Kal_Lam · October 6, 2020, 8:06am

This is for those who have been trying to follow what @Xiphware has tried to outline in this post. You could do the same as outlined in the image shared below:

In the survey tab of your xlsform:

Data entry screen (1) as seen in Enketo:

As soon as you press the OK. You should see the following screen…

Data entry screen (2) as seen in Enketo:

Here, name 2 is automatically marked for deletion. You need not delete the unwanted variables manually. The system deletes for you.

Data as seen in the KoBoToolbox server:

Reference xlsform:

name-to-hide.xlsx (8.7 KB)

Thank you @Xiphware for this wonderful workaround!

Xiphware · October 6, 2020, 8:30am

Thank you @Kal_Lam for going to the trouble of putting it all in an actual form which others can leverage

wroos · October 6, 2020, 10:51am

Thanks to ALL of you!
Still open for discussion:

Is there any possibility to use a finalise or send system event/status for your relevant?
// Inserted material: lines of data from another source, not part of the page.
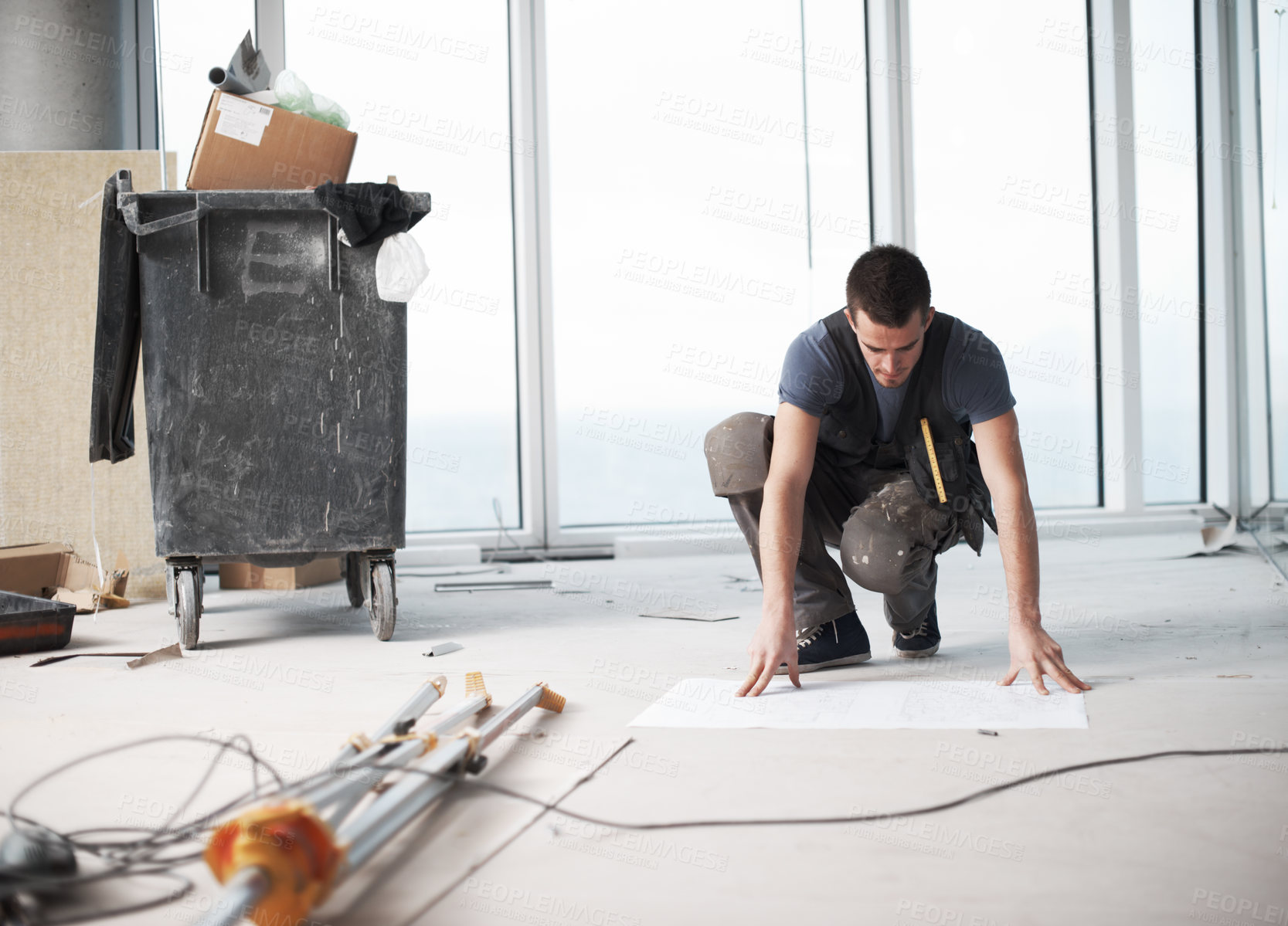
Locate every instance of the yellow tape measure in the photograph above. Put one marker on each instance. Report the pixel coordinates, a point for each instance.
(934, 461)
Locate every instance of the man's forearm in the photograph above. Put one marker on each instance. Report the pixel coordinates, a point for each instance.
(781, 518)
(1018, 538)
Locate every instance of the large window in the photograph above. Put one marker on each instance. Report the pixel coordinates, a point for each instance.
(1273, 73)
(685, 223)
(427, 86)
(1162, 133)
(1004, 210)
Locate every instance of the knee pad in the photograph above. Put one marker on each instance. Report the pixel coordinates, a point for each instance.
(875, 553)
(739, 451)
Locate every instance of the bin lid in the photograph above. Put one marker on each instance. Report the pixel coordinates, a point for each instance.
(117, 331)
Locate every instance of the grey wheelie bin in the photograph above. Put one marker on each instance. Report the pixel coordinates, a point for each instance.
(274, 380)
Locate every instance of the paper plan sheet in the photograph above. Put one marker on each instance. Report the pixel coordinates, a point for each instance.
(924, 704)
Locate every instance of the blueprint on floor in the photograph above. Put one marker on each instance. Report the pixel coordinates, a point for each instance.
(865, 705)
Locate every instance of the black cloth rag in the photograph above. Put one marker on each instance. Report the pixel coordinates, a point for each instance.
(367, 212)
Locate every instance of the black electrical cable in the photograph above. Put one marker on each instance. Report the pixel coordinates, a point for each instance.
(809, 821)
(139, 854)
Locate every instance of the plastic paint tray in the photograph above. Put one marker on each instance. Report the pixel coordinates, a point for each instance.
(32, 625)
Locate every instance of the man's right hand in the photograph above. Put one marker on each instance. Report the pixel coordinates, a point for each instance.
(773, 644)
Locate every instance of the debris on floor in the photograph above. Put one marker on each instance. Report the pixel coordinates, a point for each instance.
(513, 585)
(693, 615)
(443, 648)
(156, 656)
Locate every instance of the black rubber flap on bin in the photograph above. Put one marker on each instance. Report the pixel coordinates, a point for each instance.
(32, 625)
(116, 339)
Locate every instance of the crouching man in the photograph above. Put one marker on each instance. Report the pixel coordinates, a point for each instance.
(895, 437)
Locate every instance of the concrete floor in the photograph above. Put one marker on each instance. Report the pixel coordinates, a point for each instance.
(1183, 653)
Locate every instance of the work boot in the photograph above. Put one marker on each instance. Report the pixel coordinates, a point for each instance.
(923, 642)
(836, 643)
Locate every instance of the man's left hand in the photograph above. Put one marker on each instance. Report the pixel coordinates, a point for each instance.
(1033, 650)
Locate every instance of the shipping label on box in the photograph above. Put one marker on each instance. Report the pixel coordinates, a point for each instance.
(249, 146)
(241, 119)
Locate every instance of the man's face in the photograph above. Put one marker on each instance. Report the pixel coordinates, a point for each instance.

This would make the solution more automatic.
(@Xiphware, @tinok, @Kal_Lam, please?)

I also did a small update in the last post.

A small disadvantage of the workaround, esp. for KoBoCollect (style pages), is:
Any required field (here the finished variable) blocks the user to move with normal flow (Next button or swipe) to the end, i.e. the save point (for example to save a partly done interview). The user needs to use direct navigation (menu) or close the form to allow saving.

Kind regards!

Sjlver · June 30, 2021, 2:16pm

Is there any possibility to use a finalise or send system event/status for your relevant? This would make the solution more automatic.

@wroos Just brainstorming: You might have some other required question that you could (ab)use for this. As long as it comes late in the form, after personal information is no longer needed, that should be fine.

Also, I’ve been wondering whether the following alternative would work: Instead of setting the relevant column for private fields, set the calculate and trigger columns. This can be used (I think) to transform the data at the moment when the trigger is selected. For example, you could use:

calculate = concat(substr(., 0, 1), '...') to keep the first character of the private value, but strip everything else. Maybe that would be good enough anonymization while still making the form results easier to interpret.
calculate = digest(., 'SHA-256') to hash the value.
You could even use something like if(starts-with(., 'HASH:'), ., concat('HASH:', digest(., 'SHA-256'))). This makes it idempotent, so that the value survives even if the enumerator selects and deselects the trigger field multiple times.

I haven’t tested any of these yet. If someone else does, I’d be happy to hear how it goes.